Probablement pas, malheureusement. Il suffit de constater « l’hystérie » européenne pour un retour rapide à la « normale » absolue – à ce que tout soit « comme avant » – et surtout, à « nos vacances d’été ». Poutine y fait à nouveau allusion, mais ne le dit pas : La pandémie a mis à nu la fragilité, la friabilité, de la société européenne. Elle rend les difficultés impossibles à supporter (même pour ceux qui sont bien isolés des vraies difficultés, qui ont été réelles, mais seulement pour certains : « Pire que la Seconde Guerre mondiale, cette pandémie », m’a dit un ancien combattant ce matin).
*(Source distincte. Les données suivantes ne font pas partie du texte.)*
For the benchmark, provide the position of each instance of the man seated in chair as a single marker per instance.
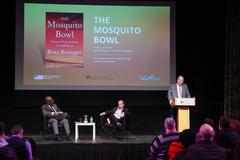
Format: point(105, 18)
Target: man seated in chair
point(118, 116)
point(51, 111)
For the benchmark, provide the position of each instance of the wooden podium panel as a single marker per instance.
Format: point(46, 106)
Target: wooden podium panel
point(183, 114)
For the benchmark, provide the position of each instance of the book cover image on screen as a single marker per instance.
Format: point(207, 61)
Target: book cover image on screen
point(64, 40)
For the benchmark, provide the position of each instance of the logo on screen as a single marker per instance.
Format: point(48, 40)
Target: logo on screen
point(148, 78)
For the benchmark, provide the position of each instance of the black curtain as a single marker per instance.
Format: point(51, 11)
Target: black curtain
point(232, 60)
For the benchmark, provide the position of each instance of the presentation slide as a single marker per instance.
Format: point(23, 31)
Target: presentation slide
point(95, 47)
L’espace pour de véritables (et urgentes) réformes structurelles est de plus en plus restreint.

L’avenir des économies occidentales est évident – il suffit d’observer le retour de Janet Yellen (ancienne directrice de la Fed) au Trésor américain, de Christine Lagarde (ancienne directrice du FMI) à la BCE et de Mario Draghi (ancien directeur de la BCE) en tant que premier ministre italien, pour comprendre qu’un véritable « commerce de la relance » est en cours.

Et quant à la mise en garde de Poutine concernant « les tentatives de gérer les contradictions en désignant des ennemis internes et externes [comme boucs émissaires] des conséquences démographiques négatives de la crise sociale actuelle », elle ne semble pas plus prometteuse que la scène financière.

Récemment, un ancien fonctionnaire américain anonyme a rédigé un document de recommandations politiques sur la Chine. Le Conseil atlantique et Politico ont tous deux publié des versions de ce document, et ils ont accepté de garder l’identité de l’auteur secrète pour des raisons qu’ils sont seuls à connaître. Le Conseil atlantique affirme que l’anonymat était nécessaire en raison de « l’importance extraordinaire des idées et des recommandations de l’auteur ». Il n’est cependant pas clair pourquoi ils trouvent ces idées et recommandations si extraordinaires – le document est simplement un autre plan pour un changement de régime (dans ce cas, un coup d’État contre le PCC).

Il est fort possible que la porte d’une résolution pacifique des tensions entre les États-Unis et la Chine soit déjà fermée. L’intention de la Chine a toujours été de réabsorber pacifiquement, par le biais de l’intégration économique, Taïwan en Chine. Elle s’y est engagée. Mais il semble, d’après les déclarations de l’administration Biden, qu’elle soit également déterminée à exacerber suffisamment la question de l’autonomie de Taïwan pour que Pékin n’ait pas d’autre choix que d’annexer Taïwan par la force (un dernier recours pour Pékin). Dans les pages des principaux médias américains, les experts le regrettent ostensiblement, mais concluent néanmoins que les États-Unis seront à nouveau « obligés » d’intervenir, afin d’empêcher « un État agresseur » d’occuper un allié américain démocratique.

Toujours dans le contexte des tensions internes aux États-Unis, il s’agit davantage de la fragilité de la psyché américaine à un moment d’angoisse potentielle de Thucydide, que de la Chine qui représente une menace réelle pour les États-Unis. La Chine dépassera les États-Unis sur le plan économique, à un moment donné. Les dirigeants américains cherchent à suggérer que les États-Unis ont toujours le pouvoir de modifier la « réalité » pour l’adapter à leur propre mythe exceptionnaliste.

Le président Poutine, bien sûr, sait tout cela, mais personne ne peut se plaindre aujourd’hui : « Nous n’avons pas été prévenus ».